The research, funded by the Department of Health, examined the cost associated with extending free GP care to all people on an incremental basis over a three-year period (2023-2026) using either an age-based or income-based approach.

The ESRI found that an age-based approach would cost between €462 million and €881 million, while an income-based approach would cost around €381 million-€881 million.

The institute noted that the higher end of each cost bracket was associated with high take-up rates and higher payment rates for GPs.

If free GP care were to be extended to all citizens in 2026, the ESRI estimated it would lead to an extra 1.9 million-2.3 million consultations, reducing out-of-pocket expenditure on GP services from €467 million to €95 million (following the age-based approach).

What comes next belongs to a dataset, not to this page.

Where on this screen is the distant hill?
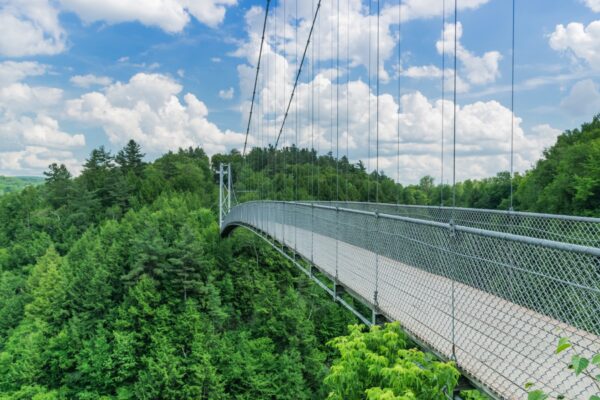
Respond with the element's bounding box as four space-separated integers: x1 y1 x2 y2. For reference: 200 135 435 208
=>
0 176 44 196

While the move would align with the Government's Sláintecare objectives, extensive work would also need to be done to recruit and train more GPs in order to meet the additional demand on GP services.

The report's lead author, Dr Sheelah Connolly warned: "There may not be a sufficient number of GPs available to deliver the additional visits associated with the ageing and growing population, as well as an increase in the number of people eligible for free GP care in the coming years.

"If there are not sufficient GPs to meet the additional demand for their services, then, while financial barriers to access may be removed, other barriers including long waits or no availability could hinder access, thereby undermining the universality of the system."